Creo que se puede hablar legítimamente de sustancial unidad de la poesía de Meléndez Valdés: unidad en el ámbito del pensamiento de su tiempo y de la cultura que de él derivó, en la que hallan lugar los movimientos del sentimiento y las exigencias ordenadoras de la mente, en una adhesión constante a la realidad humana, compleja y dialéctica, pero redescubridora en la categoría de la libertad y en la autónoma posibilidad de recrearla poéticamente.

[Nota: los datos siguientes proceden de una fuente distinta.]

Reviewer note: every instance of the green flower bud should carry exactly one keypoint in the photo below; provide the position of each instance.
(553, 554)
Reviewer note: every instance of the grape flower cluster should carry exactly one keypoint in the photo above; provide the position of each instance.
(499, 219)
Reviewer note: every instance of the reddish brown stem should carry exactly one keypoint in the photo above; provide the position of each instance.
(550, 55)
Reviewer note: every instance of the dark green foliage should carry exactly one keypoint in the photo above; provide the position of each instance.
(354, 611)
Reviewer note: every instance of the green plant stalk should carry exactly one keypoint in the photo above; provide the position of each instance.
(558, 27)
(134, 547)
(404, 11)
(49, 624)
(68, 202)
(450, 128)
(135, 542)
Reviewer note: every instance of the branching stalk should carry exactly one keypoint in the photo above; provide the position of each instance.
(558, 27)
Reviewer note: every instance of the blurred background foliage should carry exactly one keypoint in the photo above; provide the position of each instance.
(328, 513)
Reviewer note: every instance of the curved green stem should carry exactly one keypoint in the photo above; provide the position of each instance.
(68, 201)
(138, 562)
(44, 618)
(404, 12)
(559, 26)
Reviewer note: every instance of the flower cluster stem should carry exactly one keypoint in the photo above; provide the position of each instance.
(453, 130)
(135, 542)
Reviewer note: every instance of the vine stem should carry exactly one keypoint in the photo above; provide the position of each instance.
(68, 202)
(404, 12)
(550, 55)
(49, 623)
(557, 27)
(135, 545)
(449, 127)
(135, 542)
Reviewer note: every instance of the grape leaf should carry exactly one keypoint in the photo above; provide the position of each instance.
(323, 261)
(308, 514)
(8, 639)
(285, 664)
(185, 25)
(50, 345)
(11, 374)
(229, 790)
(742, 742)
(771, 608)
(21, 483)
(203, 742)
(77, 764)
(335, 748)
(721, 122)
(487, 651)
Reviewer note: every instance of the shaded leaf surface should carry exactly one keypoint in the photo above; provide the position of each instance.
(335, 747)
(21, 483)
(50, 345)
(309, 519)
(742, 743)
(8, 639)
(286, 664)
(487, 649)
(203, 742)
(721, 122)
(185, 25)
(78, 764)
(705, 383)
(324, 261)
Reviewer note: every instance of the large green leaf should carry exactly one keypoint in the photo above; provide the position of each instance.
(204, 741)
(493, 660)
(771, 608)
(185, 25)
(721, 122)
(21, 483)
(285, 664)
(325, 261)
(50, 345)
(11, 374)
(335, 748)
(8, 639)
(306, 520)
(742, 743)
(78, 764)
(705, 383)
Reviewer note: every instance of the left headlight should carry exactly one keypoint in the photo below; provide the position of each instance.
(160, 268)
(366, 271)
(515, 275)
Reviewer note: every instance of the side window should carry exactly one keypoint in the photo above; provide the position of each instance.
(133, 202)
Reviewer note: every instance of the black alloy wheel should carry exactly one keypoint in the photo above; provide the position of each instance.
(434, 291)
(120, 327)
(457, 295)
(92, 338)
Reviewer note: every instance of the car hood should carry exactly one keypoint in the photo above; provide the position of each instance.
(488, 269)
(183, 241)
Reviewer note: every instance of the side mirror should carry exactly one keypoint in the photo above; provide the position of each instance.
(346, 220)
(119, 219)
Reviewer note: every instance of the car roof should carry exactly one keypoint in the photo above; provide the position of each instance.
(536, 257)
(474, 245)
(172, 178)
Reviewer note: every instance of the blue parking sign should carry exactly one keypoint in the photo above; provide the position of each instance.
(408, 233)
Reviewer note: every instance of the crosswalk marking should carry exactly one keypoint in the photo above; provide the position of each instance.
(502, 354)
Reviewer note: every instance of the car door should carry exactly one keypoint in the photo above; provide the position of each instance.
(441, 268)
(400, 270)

En este proceso el individuo se afirma con su personalidad psicológica, intelectual y moral: el poeta se encuentra en el centro de la obra de arte como protagonista que, sin embargo, no se aísla, sino que quiere participar en cuanto le circunda y aspira a una comunicación con un «otro» siempre presente, es decir, el lector que es, desde luego, el hombre.

Unitario juzgo también, a lo largo de la producción de Meléndez, el pensamiento estético que la rige y la concepción lingüística que consistió en la defensa de una buena tradición lingüística castellana, pero sin excesivos purismos; y unitario considero también su estilo, aún en sus diferentes experimentaciones, hasta en aquel «discurso entrecortado y anheloso» del que hablaba Pedro Salinas11como si fuera un vicio psicológico lo que no es, en cambio, más que un personal y original modo de expresión, distinto, tanto con respecto a la tradición clasicista como a la efusión sentimental de los románticos.

Por estas razones, creo que definir la poesía de Meléndez Valdés con el adjetivo de «ilustrada» signifique subrayar su sustancial unidad y caracterizarla eficazmente en relación con la cultura de la que se nutrió, y que constituyó la realidad humana y artística del «restaurador de la poesía española».